This is coming from TabFromFolder. It looks like this is an issue with the indexing of the CSV with pandas.

Specifically, _sample = pd.read_csv(path, skiprows=lambda x: x != idx + 1, header=None).values is accessing out of bounds. Changing idx + 1 to idx fixes this. There appear to be other issues once this is resolved, but I'll add a separate comment for those.

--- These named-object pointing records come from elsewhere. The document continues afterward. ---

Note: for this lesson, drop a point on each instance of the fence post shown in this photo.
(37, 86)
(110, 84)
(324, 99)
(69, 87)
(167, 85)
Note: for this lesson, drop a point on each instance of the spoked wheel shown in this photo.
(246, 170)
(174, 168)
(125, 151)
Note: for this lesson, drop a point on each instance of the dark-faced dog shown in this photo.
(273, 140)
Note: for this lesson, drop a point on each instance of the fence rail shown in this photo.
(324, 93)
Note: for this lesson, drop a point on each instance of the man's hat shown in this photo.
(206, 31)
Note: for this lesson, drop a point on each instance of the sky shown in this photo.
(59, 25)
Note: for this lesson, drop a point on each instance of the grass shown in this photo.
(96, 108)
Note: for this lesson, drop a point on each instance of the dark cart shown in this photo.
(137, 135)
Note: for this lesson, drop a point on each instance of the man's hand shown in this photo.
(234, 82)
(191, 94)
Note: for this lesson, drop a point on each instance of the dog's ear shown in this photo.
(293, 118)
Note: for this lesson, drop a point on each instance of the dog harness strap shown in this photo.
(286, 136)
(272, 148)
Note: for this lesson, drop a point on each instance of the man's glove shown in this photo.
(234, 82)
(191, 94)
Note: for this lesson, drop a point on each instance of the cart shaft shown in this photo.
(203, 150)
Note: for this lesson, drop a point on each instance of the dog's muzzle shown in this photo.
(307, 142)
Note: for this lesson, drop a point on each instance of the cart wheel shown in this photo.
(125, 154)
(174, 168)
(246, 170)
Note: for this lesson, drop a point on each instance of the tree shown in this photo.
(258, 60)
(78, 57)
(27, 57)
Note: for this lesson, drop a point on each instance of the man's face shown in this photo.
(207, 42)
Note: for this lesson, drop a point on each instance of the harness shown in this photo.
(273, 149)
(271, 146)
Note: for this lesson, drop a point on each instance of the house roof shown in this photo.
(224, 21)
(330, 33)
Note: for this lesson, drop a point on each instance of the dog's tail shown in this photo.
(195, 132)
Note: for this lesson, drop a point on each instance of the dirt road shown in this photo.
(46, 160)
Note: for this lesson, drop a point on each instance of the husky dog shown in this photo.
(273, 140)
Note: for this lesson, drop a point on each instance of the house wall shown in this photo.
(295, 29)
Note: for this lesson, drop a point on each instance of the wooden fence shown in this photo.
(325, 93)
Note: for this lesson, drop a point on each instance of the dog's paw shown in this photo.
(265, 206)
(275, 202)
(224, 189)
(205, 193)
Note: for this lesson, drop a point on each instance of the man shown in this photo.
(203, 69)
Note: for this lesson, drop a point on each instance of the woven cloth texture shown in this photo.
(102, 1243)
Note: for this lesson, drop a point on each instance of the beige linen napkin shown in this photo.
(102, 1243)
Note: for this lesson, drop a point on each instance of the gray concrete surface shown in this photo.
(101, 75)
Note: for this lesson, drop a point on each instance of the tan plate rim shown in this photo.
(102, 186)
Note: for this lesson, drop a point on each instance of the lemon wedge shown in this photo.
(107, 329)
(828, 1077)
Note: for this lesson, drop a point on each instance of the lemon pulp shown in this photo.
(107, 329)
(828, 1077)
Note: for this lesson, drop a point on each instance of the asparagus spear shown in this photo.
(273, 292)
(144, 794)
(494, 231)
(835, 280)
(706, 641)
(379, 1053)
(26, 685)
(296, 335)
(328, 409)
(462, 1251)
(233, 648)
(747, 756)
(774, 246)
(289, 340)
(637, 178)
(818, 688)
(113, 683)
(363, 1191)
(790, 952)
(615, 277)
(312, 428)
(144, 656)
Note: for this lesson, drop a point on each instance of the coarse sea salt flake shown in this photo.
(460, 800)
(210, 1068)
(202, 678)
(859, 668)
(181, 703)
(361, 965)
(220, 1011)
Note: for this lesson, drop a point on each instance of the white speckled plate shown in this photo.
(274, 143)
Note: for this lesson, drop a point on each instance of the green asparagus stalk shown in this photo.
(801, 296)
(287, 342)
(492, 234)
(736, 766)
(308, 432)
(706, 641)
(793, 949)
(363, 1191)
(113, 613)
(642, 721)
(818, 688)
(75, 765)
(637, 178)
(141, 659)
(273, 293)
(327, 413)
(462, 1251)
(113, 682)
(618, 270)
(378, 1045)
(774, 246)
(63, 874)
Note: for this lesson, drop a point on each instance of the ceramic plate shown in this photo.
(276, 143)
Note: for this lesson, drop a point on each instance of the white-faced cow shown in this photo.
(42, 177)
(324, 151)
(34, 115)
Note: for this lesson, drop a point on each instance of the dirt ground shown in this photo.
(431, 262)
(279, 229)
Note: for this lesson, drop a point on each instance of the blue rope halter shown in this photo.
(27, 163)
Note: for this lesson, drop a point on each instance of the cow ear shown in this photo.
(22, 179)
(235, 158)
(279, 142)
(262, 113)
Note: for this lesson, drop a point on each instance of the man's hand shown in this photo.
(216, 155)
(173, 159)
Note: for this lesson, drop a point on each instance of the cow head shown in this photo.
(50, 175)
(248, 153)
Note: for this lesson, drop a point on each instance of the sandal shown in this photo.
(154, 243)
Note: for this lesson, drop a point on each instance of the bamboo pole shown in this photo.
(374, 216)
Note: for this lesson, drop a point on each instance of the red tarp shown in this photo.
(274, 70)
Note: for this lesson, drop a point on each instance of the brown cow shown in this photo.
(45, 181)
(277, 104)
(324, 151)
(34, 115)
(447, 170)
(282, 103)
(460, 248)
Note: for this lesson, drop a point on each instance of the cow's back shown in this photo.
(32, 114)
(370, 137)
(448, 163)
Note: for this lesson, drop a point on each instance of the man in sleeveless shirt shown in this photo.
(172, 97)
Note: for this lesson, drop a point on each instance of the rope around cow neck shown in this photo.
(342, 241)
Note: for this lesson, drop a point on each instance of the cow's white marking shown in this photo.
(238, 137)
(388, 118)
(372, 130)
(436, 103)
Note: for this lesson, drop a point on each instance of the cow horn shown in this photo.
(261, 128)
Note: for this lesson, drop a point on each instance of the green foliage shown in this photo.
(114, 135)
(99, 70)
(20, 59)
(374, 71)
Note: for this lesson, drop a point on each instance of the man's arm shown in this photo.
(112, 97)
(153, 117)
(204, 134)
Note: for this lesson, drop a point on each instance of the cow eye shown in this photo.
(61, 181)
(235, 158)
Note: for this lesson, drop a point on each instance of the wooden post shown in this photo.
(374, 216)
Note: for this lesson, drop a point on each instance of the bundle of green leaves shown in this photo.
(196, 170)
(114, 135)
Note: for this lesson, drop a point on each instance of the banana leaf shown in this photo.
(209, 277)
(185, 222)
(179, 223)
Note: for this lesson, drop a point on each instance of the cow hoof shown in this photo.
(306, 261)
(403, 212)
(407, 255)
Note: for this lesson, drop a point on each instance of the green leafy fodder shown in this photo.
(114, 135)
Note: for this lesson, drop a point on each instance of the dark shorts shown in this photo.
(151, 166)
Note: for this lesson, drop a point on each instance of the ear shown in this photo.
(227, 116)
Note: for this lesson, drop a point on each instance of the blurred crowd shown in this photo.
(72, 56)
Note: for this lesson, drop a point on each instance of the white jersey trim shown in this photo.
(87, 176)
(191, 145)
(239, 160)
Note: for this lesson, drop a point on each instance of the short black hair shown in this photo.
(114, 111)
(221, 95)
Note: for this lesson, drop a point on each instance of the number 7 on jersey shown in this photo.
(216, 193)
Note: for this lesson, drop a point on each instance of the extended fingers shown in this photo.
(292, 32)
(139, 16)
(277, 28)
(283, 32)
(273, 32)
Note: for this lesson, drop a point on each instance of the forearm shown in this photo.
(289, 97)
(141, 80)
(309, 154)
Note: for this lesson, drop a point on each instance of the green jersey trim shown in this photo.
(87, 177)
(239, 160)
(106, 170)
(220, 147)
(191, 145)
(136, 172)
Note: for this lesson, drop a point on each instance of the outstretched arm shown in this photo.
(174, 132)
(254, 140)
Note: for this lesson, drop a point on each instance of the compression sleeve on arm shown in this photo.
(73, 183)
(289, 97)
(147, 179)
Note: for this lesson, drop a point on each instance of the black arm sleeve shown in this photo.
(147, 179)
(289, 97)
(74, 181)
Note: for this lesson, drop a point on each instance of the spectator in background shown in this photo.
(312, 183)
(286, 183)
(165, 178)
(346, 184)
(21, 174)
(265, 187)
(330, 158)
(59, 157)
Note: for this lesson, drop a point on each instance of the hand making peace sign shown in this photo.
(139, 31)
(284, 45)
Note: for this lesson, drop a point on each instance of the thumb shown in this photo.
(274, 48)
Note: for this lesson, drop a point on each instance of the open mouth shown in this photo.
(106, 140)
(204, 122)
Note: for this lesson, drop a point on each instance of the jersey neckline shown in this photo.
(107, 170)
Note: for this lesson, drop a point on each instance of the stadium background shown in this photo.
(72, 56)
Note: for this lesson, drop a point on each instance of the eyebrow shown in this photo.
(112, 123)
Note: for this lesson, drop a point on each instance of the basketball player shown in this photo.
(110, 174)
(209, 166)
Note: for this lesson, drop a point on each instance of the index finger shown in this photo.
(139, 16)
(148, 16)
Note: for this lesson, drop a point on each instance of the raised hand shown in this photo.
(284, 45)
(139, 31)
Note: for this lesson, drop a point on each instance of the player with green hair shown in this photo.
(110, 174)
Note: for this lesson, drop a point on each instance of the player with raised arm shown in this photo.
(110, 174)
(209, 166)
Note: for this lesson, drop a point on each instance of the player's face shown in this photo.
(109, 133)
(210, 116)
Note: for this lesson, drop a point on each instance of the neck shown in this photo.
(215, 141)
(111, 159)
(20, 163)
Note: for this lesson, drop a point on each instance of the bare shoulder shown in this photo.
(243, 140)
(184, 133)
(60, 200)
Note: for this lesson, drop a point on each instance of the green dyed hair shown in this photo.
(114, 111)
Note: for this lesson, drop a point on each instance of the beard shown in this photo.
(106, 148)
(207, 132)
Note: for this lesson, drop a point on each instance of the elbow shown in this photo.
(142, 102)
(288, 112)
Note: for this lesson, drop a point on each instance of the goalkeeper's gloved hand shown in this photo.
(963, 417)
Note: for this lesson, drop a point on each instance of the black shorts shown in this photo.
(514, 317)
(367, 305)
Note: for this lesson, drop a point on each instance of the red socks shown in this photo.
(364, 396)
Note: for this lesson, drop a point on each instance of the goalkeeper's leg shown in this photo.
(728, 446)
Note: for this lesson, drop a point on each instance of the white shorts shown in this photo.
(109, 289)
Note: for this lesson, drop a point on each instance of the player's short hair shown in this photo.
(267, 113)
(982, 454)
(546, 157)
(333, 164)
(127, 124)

davidfstein commented 2 months ago

Ok so the above issue appears to be with my specification of train_size. I created a sample file with 1000 rows including the header and set train_size to 1000. This should actually be 999. When I set this correctly, training proceeds as expected. So the original issue can be temporarily resolved by setting n_cpu to 1

jrzaurin commented 2 months ago

ok, perfect!

jrzaurin commented 2 months ago

Hi @davidfstein

Regarding the parallel processing, could you do me a favour, whatever code you run that has the call to the mutiprocessing process (the Tokenizer in this case), can you please run it within a

if __name__ == '__main__'

block?

so, for example

...
from pytorch_widedeep.preprocessing import TextPreprocessor

if __name__ == "__main__":

    text_preprocessor = TextPreprocessor(
        text_col="text", max_vocab=5000, min_freq=5, maxlen=90, n_cpus=1
    )

    X_text_tr = text_preprocessor.fit_transform(train)
    X_text_te = text_preprocessor.transform(test)

    ....